CNN has learned that the FBI and the US intelligence community last year took the Steele dossier more seriously than the agencies have publicly acknowledged. James Clapper, then the director of national intelligence, said in a January 2017 statement that the intelligence community had "not made any judgment that the information in this document is reliable."
The intelligence agencies, particularly the CIA, and the FBI took Steele's research seriously enough that they kept it out of a publicly-released January report on Russian meddling in the election in order to not divulge which parts of the dossier they had corroborated and how.
This contrasts with attempts by President Donald Trump and some lawmakers to discredit Steele and the memos he produced.
The implication, CNN asserts, is that investigators have corroborated some of the dossier’s claims.
But even if this does turn out to be true, CNN’s reporters were unable to confirm this with their sources. They also were unable to ascertain what Steele had said or whether he provided any useful information to help investigators corroborate the dossier’s claims. None of this stopped Jeff Zucker’s propaganda machine from venturing an educated guess:
“Specifically that some of the communications among foreign nationals mentioned in the memos did actually take place.”
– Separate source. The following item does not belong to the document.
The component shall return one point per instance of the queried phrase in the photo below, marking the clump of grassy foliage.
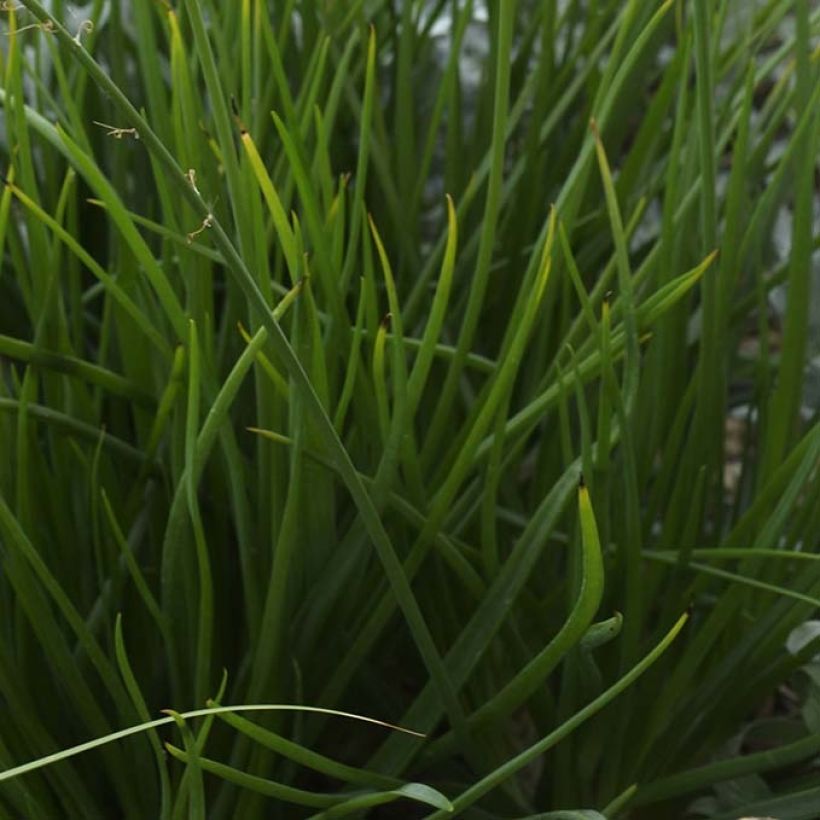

In a notable divergence from its previous investigation "scoops", CNN left the most confusing and contradictory assertions for the end of its report. In this section, it reported that sources told the agency about an internal debate among the intelligence agencies about whether to include select allegations from the Trump dossier in a January report presenting the agencies’ conclusion that Russia tried to interfere in the election.
Ultimately, the agencies decided against publishing details from the dossier after concluding that revealing what US intelligence has, or hasn’t, confirmed could jeopardize sources or reveal secret intelligence collecting methods, and this information remains classified. Trump was instead privately briefed on the allegations by then-FBI Director James Comey.
But if some of the dossier’s allegations have been corroborated, then why hasn’t anything been done?
Given the steady trickle of leaks from the intelligence agencies and the various investigations, we imagine these details would’ve been revealed by now.
Which prompts us to ask: Was the Steele interview a dud?